Yes, the fireworks were nice. The half-time show was decent. And the troupe of school kids dancing ahead of the start continues to warm the heart.
But the moment the DP World International League T20 truly arrived was just after Dubai Capitals had sealed the title on Sunday night, when some players from the opposing teams had to be separated. It was spiteful and nasty, the sort of confrontation that needed quick and robust mediation.
It had been lingering all evening, maybe even before. The two best sides in the competition are full of players who have been teammates elsewhere. Yet they don’t seem to like each other very much.
The first sign was when Sam Curran, the Desert Vipers stand-in captain, was putting together a late innings charge to try to give his side something to defend.
He laced a drive down the ground, which Gulbadin Naib, the bowler, misfielded as he showily made to run out the batter. In response, Curran flexed his biceps on both arms, mocking Gulbadin’s customary wicket celebration.
When the sides turned around, the animosity became even more prevalent. Gulbadin was dismissed in the third over, and Mohammed Amir, the bowler, flexed his biceps, too.
Gulbadin reviewed the decision, and Curran stood in his proximity, waiting to let him know his thoughts. When the decision was upheld, Curran promptly sent the Afghan on his way with some choice words.
Next up was Sam Billings, the Dubai Capitals captain.

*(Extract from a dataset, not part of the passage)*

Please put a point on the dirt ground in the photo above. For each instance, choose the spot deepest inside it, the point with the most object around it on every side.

He was bounced out by Amir, who charged through in his follow through and let Billings know just how chuffed he was.
Maybe it was just the spur of the moment, as the Vipers were giving themselves a chance of doing the improbable: defending a target in a 6pm T20 fixture in Dubai.
Or maybe there was something more to it. Billings had played for the Vipers in the first season of ILT20 back in 2023. He was then cut as the franchise shipped in Azam Khan to keep wicket instead.
There was a point in the Vipers innings when Billings attempted a direct hit run out when Azam was taking a single. Billings was fielding on the boundary at the time, yet he still came very close to achieving it.
The day before the final, the pre-match captain’s formalities had been delayed when Billings arrived late having apparently headed off for a haircut first.
The Vipers contingent were not in the best humour about that, even if their representative, Lockie Ferguson, was not involved in the final anyway as he was nursing a hamstring strain.
Whatever it was down to, there was proper venom there. After Sikandar Raza won the trophy for the Capitals with a late-night boundary blitz, the post-match handshakes briefly threatened to become a royal rumble.
Those with cooler heads won out, and the umpires also stood between the angry combatants, but there was genuine hostility there.
All of which is brilliant to see. Just not cricket? Hardly. It was the passion of the performers which made the cricket the centre piece of the night.
The organisers did a fine job of putting on an event that would entertain the huge crowd, no matter what fare they were served on the field.
The pyrotechnics were superb. Music – including a half-time show – was frequent and on point, and not the sort of organised fun that too often prevails in franchise cricket.
But there is only so much of a frenzy into which spectators can be whipped. They need to believe in the action they are there to watch, too.
With all the spite that was flying around, it showed these players do actually care.
The ILT20 has been derided as being just another vacuous money pit in a cricket world increasingly full of them. Wallpaper, they call it. Another event going on somewhere that you don’t really notice, but it’s just there.
Clearly, these teams are "spurious fabrications", but both the winning captain (the elated Billings) and the losing one (the crestfallen Curran) said they felt like they were part of a family with their respective franchises.
Those are easy words to say, and so much talk at the ILT20 – especially related to the opportunities given the UAE players – is cheap and superficial.
But it was also fully believable that they would feel that way about their respective teams. The Capitals and the Vipers have both been to two finals each now, in the first three seasons of the UAE’s franchise competition.
It seems apparent they are the best run of the teams, and not just because of on-field success. The two sides have done the most off the field, too, in terms of bringing supporters to games.
The squads also seem well put together. The league rules over retention and direct negotiation – rather than draft or auction processes – mean players can build an affinity with each other, and fans know who the main stars are in each team.
And the evidence of that heated final suggests some tribalism is starting to foment, too, which is a very good thing for the league.